Subject Characteristics

A total of 317 individuals who had undergone 3T brain MRI of epilepsy protocol were eligible for the study. Of 317, 240 (75.7%) were included for analysis and 77 (24.3%) were excluded (Figure 1). The groups were comparable in demographics, seizure history, and vascular risk factors (Table S1). Of 240, 217 had epilepsy (67 with newly diagnosed epilepsy, 45 with chronic epilepsy receiving NEIAEDs, and 105 with chronic epilepsy receiving EIAEDs); 23 were included in the control group. Their clinical characteristics are summarized in Table 1. The epilepsy group and control group were comparable in demographical and vascular risk factors, except for a higher proportion of patients in the epilepsy group being smokers and alcohol abusers compared with the controls (22.1% vs. 0, P = 0.006; 30.9% vs. 8.7%, P = 0.028; respectively).
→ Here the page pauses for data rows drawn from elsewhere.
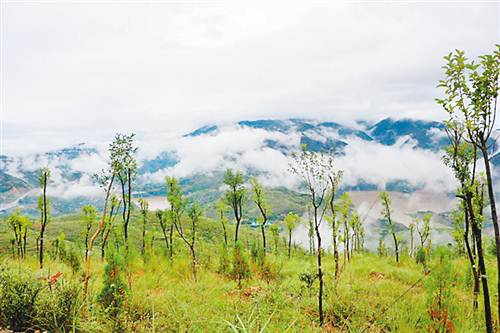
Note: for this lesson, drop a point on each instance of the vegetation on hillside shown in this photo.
(179, 270)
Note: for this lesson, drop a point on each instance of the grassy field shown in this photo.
(373, 293)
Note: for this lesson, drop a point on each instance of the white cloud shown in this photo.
(81, 72)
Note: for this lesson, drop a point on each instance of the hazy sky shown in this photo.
(80, 72)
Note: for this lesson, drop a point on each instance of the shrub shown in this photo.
(223, 261)
(114, 291)
(68, 255)
(439, 295)
(241, 269)
(18, 295)
(57, 309)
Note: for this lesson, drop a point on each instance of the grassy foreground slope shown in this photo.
(373, 294)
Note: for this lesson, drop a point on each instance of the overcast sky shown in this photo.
(80, 72)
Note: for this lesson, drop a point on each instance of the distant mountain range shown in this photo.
(199, 158)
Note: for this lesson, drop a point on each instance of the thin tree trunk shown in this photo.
(171, 241)
(289, 244)
(44, 220)
(99, 227)
(494, 217)
(482, 267)
(262, 229)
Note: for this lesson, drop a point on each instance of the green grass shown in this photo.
(373, 294)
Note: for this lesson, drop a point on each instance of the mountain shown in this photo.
(260, 147)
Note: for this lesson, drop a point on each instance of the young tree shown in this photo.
(386, 213)
(160, 215)
(144, 207)
(334, 180)
(344, 211)
(124, 150)
(471, 93)
(20, 225)
(313, 169)
(411, 228)
(461, 157)
(109, 225)
(264, 208)
(106, 180)
(424, 229)
(43, 207)
(189, 237)
(274, 229)
(291, 221)
(355, 225)
(310, 232)
(234, 196)
(89, 217)
(220, 210)
(177, 206)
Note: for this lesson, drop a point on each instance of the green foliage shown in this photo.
(240, 268)
(114, 291)
(69, 255)
(441, 311)
(58, 308)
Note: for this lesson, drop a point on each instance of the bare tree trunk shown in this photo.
(44, 220)
(494, 217)
(482, 267)
(171, 241)
(320, 268)
(93, 238)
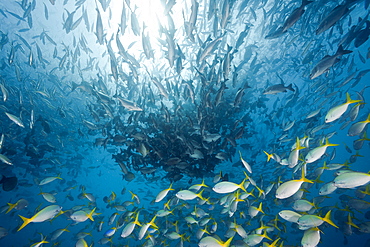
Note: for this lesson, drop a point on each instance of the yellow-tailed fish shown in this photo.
(290, 216)
(294, 154)
(228, 187)
(145, 227)
(311, 237)
(337, 111)
(245, 163)
(358, 127)
(318, 152)
(163, 194)
(255, 239)
(129, 228)
(82, 215)
(188, 195)
(351, 179)
(308, 221)
(49, 180)
(81, 243)
(46, 213)
(289, 188)
(212, 241)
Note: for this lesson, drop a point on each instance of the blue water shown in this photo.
(65, 83)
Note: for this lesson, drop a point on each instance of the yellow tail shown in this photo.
(303, 178)
(328, 220)
(351, 101)
(90, 215)
(11, 206)
(26, 221)
(329, 144)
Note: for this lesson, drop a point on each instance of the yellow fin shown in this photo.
(26, 221)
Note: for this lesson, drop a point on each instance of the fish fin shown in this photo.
(349, 100)
(89, 215)
(11, 206)
(341, 51)
(227, 243)
(328, 220)
(304, 179)
(329, 144)
(260, 208)
(290, 87)
(26, 221)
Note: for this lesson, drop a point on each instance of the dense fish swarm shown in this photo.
(229, 122)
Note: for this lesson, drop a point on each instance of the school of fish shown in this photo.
(184, 123)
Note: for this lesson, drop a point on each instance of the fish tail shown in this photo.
(367, 119)
(260, 208)
(290, 87)
(265, 235)
(89, 215)
(26, 221)
(228, 242)
(11, 206)
(351, 223)
(241, 185)
(349, 100)
(298, 145)
(328, 220)
(341, 51)
(304, 179)
(306, 2)
(329, 144)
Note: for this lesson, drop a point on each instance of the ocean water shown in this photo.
(109, 99)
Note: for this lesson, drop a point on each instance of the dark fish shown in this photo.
(363, 35)
(295, 15)
(9, 183)
(275, 34)
(326, 62)
(335, 15)
(279, 88)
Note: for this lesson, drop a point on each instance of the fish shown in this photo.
(9, 183)
(289, 188)
(44, 214)
(278, 88)
(337, 111)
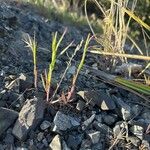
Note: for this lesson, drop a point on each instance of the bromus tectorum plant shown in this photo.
(71, 93)
(32, 44)
(48, 76)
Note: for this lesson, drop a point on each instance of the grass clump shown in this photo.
(32, 44)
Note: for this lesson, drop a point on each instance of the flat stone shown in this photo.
(123, 110)
(99, 98)
(73, 142)
(56, 143)
(30, 116)
(87, 122)
(40, 136)
(137, 131)
(95, 136)
(45, 124)
(7, 118)
(64, 122)
(134, 140)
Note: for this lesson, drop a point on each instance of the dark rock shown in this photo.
(45, 124)
(100, 99)
(94, 136)
(123, 109)
(7, 118)
(74, 141)
(29, 117)
(56, 143)
(64, 122)
(137, 131)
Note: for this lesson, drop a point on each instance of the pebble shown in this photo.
(45, 124)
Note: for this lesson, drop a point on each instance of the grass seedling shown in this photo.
(32, 44)
(71, 93)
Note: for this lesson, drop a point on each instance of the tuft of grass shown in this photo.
(71, 93)
(32, 44)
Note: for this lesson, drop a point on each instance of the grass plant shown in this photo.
(71, 93)
(32, 44)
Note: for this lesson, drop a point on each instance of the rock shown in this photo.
(100, 99)
(9, 139)
(56, 143)
(64, 145)
(80, 105)
(87, 122)
(146, 144)
(21, 148)
(137, 131)
(44, 141)
(40, 136)
(134, 140)
(45, 124)
(119, 128)
(7, 118)
(30, 116)
(64, 122)
(73, 142)
(123, 110)
(109, 119)
(95, 136)
(104, 129)
(99, 118)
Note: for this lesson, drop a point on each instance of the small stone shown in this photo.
(56, 143)
(40, 136)
(30, 116)
(99, 98)
(80, 105)
(104, 129)
(134, 140)
(95, 136)
(64, 145)
(109, 119)
(119, 129)
(44, 141)
(87, 122)
(45, 124)
(74, 141)
(99, 118)
(7, 118)
(21, 148)
(137, 131)
(64, 122)
(124, 110)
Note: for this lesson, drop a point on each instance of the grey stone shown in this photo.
(64, 122)
(119, 128)
(44, 141)
(95, 136)
(103, 129)
(123, 110)
(109, 119)
(56, 143)
(30, 116)
(74, 141)
(134, 140)
(7, 118)
(87, 122)
(40, 136)
(80, 105)
(64, 145)
(45, 124)
(137, 131)
(99, 98)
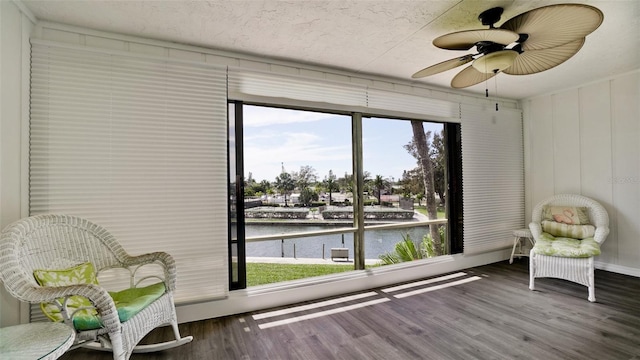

Not surprisingly higher proportion of patients receiving EIAEDs had focal seizures than generalized seizures compared with other groups, given that CBZ and PHT, both EIAEDs, are first‐line treatments for focal seizures.

Table 1.

Characteristics of patients with epilepsy and controls

Control (n = 23) Epilepsy P a
NE (n = 67) NEIAED (n = 45) EIAED (n = 105) Total (n = 217)
Age, median (IQR), year 42 (24–50) 36 (24–53) 37 (27–50) 35 (27–48) 36 (26–50) 0.89
Female, n (%) 12 (52.2) 35 (52.2) 23 (51.1) 53 (50.5) 111 (51.2) >0.99
Focal seizures, n (%) 0 (0) 38 (56.7) 34 (75.6) 90 (85.7) 162 (74.7) NA
Generalized seizures, n (%) 0 (0) 29 (43.3) 11 (24.4) 15 (14.3) 55 (25.3) NA
Diabetes, n (%) 0 (0) 4 (6.0) 2 (4.4) 7 (6.7) 13 (6.0) 0.62
Smoker, n (%) 0 (0) 9 (13.4) 13 (28.9) 26 (24.8) 48 (22.1) 0.006
Alcohol, n (%) 2 (8.7) 25 (37.3) 13 (28.9) 29 (27.6) 67 (30.9) 0.028
Hypertension, n (%) 2 (8.7) 10 (14.9) 2 (4.4) 11 (10.5) 23 (10.6) >0.99
Dyslipidemia, n (%) 2 (8.7) 6 (9.0) 3(6.7) 11 (10.5) 20 (9.2) >0.99
Migraine, n (%) 1 (4.4) 1 (1.5) 2 (4.4) 12 (11.4) 15 (6.9) >0.99
Atrial fibrillation, n (%) 1 (4.4) 2 (3.0) 0 (0) 4 (3.8) 6 (2.8) 0.51
Head injury, n (%) 1 (4.4) 15 (22.4) 9 (20.0) 25 (23.8) 49 (22.6) 0.055
Febrile convulsion, n (%) 1 (4.4) 2 (3.0) 2 (4.4) 8 (7.6) 12 (5.5) >0.99
Head surgery, n (%) 0 (0) 0 (0) 4 (8.9) 18 (17.1) 22 (10.1) 0.14
Time from first seizure, median (IQR), month NA 2.7 (1.3–10.6) 75.9 (28.7–240.2) 146.6 (51.3–310.7) 56.8 (7.2–211.3) NA
AED duration, median (IQR), month 0 0 (0–1.4) 46.7 (21.0–165.7) 109.2 (42.2–283.2) 34.6 (1.8–163.6) NA
EIAED, median (IQR), month 0 0 (0–0) 0 (0–0) 94.4 (26.6–275.5) 2.3(0–80.4) NA
NEIAED, median (IQR), month 0 0 (0–0.2) 46.7 (21.0–165.7) 23.9 (0–111.6) 3.5(0–74.0) NA

ARWMC, age‐related white matter changes scale; NE, patients with newly diagnosed epilepsy; AED, antiepileptic drug; EIAED, patients with enzyme‐inducing AEDs; NEIAED, patients with non‐enzyme‐inducing AEDs; IQR, interquartile range; NA, not available. a P value was calculated from the comparison between control group and entire epilepsy group.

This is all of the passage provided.